索醉骨的眼波终於动了。
她想起元澈拖著小板凳追逐皮球的模样,想起他仰著红扑扑的小脸认真地说“要保护娘亲”的模样————
若有金泉镇作为依靠,哪怕澈儿永远也没办法站起来,哪怕荷月將来无法照顾他一辈子,这个不幸的孩子也能有一块安身立命之所了吧?
索求察言观色,趁热打铁道:“还有一件事。这天下,怕是要乱了。一旦狼烟四起,於家地界必是首当其衝。”
他盯著女儿的眼睛,一字一句道,“若真到了那时,为父允你,自领一军!”
“自领一军”四个字,让索醉骨猛地抬头,眼中瞬间燃起锐光,像沉寂多年的刀锋终於出鞘。

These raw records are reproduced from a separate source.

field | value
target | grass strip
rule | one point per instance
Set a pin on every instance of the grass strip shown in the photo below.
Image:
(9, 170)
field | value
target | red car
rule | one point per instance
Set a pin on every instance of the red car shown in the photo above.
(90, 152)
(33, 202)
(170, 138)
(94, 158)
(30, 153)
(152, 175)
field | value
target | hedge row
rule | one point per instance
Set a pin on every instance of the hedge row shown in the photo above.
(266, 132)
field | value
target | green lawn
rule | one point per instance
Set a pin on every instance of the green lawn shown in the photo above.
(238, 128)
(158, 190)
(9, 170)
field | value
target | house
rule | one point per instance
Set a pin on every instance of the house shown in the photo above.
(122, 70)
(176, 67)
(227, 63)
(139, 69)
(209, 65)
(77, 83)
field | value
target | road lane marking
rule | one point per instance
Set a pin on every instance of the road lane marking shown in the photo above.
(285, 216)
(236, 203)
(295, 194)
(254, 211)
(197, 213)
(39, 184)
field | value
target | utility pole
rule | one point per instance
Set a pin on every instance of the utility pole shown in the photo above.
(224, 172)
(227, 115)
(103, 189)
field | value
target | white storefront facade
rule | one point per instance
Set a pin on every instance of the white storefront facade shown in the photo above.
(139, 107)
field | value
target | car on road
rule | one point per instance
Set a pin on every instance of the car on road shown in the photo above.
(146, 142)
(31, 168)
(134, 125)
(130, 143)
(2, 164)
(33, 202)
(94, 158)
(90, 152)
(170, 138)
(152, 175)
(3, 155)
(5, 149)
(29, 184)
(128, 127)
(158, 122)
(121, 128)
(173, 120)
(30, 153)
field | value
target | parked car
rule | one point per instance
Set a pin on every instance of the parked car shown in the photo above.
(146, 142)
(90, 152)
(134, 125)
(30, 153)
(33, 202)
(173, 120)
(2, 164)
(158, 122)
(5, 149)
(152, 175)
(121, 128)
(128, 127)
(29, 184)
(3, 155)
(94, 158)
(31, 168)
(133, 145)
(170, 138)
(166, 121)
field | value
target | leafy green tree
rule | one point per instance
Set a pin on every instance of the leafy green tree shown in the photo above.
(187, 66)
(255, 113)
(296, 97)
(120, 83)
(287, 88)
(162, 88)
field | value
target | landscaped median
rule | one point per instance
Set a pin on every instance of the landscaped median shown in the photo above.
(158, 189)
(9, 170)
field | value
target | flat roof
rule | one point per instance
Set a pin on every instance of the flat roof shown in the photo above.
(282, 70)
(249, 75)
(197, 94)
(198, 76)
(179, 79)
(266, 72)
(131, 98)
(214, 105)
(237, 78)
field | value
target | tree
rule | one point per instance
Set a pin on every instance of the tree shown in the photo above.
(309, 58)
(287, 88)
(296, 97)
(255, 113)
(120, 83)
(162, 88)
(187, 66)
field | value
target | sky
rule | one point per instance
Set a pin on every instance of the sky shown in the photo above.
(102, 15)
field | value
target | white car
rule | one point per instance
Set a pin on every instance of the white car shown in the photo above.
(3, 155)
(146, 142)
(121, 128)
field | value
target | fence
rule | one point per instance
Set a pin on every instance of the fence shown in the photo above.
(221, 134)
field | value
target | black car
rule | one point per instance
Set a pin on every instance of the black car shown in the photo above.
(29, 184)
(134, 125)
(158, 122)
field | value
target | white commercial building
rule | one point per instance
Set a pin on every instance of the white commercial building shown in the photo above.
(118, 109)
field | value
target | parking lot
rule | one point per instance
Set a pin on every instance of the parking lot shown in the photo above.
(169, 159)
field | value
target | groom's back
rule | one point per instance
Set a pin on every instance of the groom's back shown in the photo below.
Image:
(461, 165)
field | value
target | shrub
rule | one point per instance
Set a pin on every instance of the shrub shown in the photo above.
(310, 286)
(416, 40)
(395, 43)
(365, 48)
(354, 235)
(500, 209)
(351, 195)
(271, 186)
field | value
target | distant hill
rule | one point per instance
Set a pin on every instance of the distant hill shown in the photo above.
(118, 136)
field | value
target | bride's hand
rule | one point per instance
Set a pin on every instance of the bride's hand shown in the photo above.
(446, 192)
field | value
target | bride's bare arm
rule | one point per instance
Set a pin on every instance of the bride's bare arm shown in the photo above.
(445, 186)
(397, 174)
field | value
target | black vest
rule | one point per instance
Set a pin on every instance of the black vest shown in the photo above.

元盛奎那张偽善的笑脸、元澈哭著对她喊饿的可怜样儿,忠心耿耿的老僕被乱棍打死时溅在青石板上的脑浆————
那些刻骨铭心的画面瞬间涌上心头。
“父亲,你的意思是————”
“对,若天下大乱时,为父允许你自领一军。”
一旦自领一军,她將再不是那个只能困在宅院中,连儿女都无力保护的寡妇。
一旦自领一军,也就意味著她將拥有和元氏正面对抗的资本。
一旦自领一军,也就意味著她有机会带兵杀回武威,做为债主,向那些亏欠了她和孩子们的人討还公道!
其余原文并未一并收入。